Machine Learning-based Positioning using Multivariate Time Series Classification for Factory Environments

TL;DR

This paper develops a privacy-preserving indoor positioning system for factory environments using machine learning on multivariate time series data from onboard sensors, comparing models for accuracy and resource efficiency.

Contribution

It introduces a novel dataset and evaluates multiple ML models for indoor positioning, highlighting CNN-1D and DT as optimal choices for resource-constrained IoT devices.

Findings

All models achieved over 80% accuracy.

DT had the lowest memory and latency.

CNN-1D offered the best balance of accuracy and efficiency.

Abstract

Indoor Positioning Systems (IPS) gained importance in many industrial applications. State-of-the-art solutions heavily rely on external infrastructures and are subject to potential privacy compromises, external information requirements, and assumptions, that make it unfavorable for environments demanding privacy and prolonged functionality.
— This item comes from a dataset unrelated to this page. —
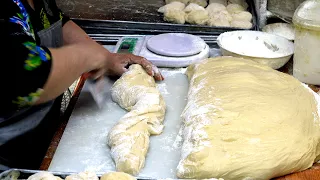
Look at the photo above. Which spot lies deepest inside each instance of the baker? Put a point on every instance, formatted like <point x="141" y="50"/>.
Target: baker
<point x="45" y="52"/>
In certain environments deploying supplementary infrastructures for indoor positioning could be infeasible and expensive. Recent developments in machine learning (ML) offer solutions to address these limitations relying only on the data from onboard sensors of IoT devices. However, it is unclear which model fits best considering the resource constraints of IoT devices. This paper presents a machine learning-based indoor positioning system, using motion and ambient sensors, to localize a moving entity in privacy concerned factory environments. The problem is formulated as a multivariate time series classification (MTSC) and a comparative analysis of different machine learning models is conducted in order to address it. We introduce a novel time series dataset emulating the assembly lines of a factory. This dataset is utilized to assess and compare the selected models in terms of accuracy, memory footprint and inference speed. The results illustrate that all evaluated models can achieve accuracies above 80 %. CNN-1D shows the most balanced performance, followed by MLP. DT was found to have the lowest memory footprint and inference latency, indicating its potential for a deployment in real-world scenarios.